HR at the heart of the organization
I can almost hear the screams from HR as you read those figures! Human Resources plays a vital role in enabling a modern organizations to meet their goals, you cry! It helps the business understand its employees, what makes them productive and engaged, what makes them tick!
Yes, that may be so – but how can HR professionals prove that to their skeptical executive colleagues? It’s a complex task to deal with aspects such as culture, environment and reward in a highly competitive business environment, not to mention developing employer brands and building talent pools. So I would argue that HR must first actively promote the business in the same way marketing does: use social networking, talent communities, and peer outreach to attract and engage the talent they need.
Change the relationship with the business leaders
The next essential part is a transformation of HR’s relationship with business leaders and the issues of the business. If HR wants to argue its case, the opportunity is there. Thanks to technology-enabled services, HR now has the ability to zoom in and identify crucial business issues, in real time.
Skills gaps for example – something that 65% of CEOs say they’re most worried about – can be turned into skills mapping and engagement creation. Or greater flexible working options such as variable work hours, job-sharing, or working from home, can create a culture that is attractive to prospective employees. According to SHRM, 41% of Millennials prefer to communicate electronically and 21% want flexible working arrangements, so it’s essential for companies to look at this evolving workstyle more closely.

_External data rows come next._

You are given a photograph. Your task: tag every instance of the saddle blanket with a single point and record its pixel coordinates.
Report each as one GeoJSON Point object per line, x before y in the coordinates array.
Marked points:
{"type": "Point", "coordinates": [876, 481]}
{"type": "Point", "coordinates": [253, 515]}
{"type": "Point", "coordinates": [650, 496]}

Accommodating all these various needs and demands can be a difficult task. So an HR strategy that caters to all could begin with these KPIs:
Developing inspiring leadership and efficient line management
Building a two-way communication relationship with employees that enables organizations to understand how the workplace could be improved and what makes them thrive.
Presenting employees with development opportunities; employees who feel that they are constantly developing and moving along their chosen career path are more satisfied in their roles.
Tracking the development of employees and their contribution to the organization to reveal important patterns of productivity and engagement levels.
HR has all the information
HR already owns the business’s most valuable internal data – its Human Capital information. Providing organizations with a wealth of insight into employees, workplace trends and the overall company performance, must be what HR does best and where it positions itself. HR departments have long invested in software and systems devoted entirely to capturing, reporting and securely storing its ‘people data’. So now let’s use those systems to truly unleash the information and enable HR to demonstrate the value it generates. This is a format that senior management can easily understand.
In truth, HR shouldn’t need to prove its worth. It should be obvious to any executive that a business is only as strong as its people. The problem is, every manager believes they are people experts. It’s HR’s job to provide the reality check: the insight and data about what is really going on, organization-wide, and how it can be improved.
Using cloud-based, HCM systems provides the tools, integrated systems and expert support partners to achieve this and reduce costs by removing inefficient systems.
HR can take on a stronger leadership role as well as boosting both its and the organisation’s value. As more large enterprises consolidate their HCM systems, they will move beyond basic metrics (employee headcount and hours worked) to more meaningful analytics that help solve complex business issues. Then, it’s about time business leaders start to show HR the love they deserve!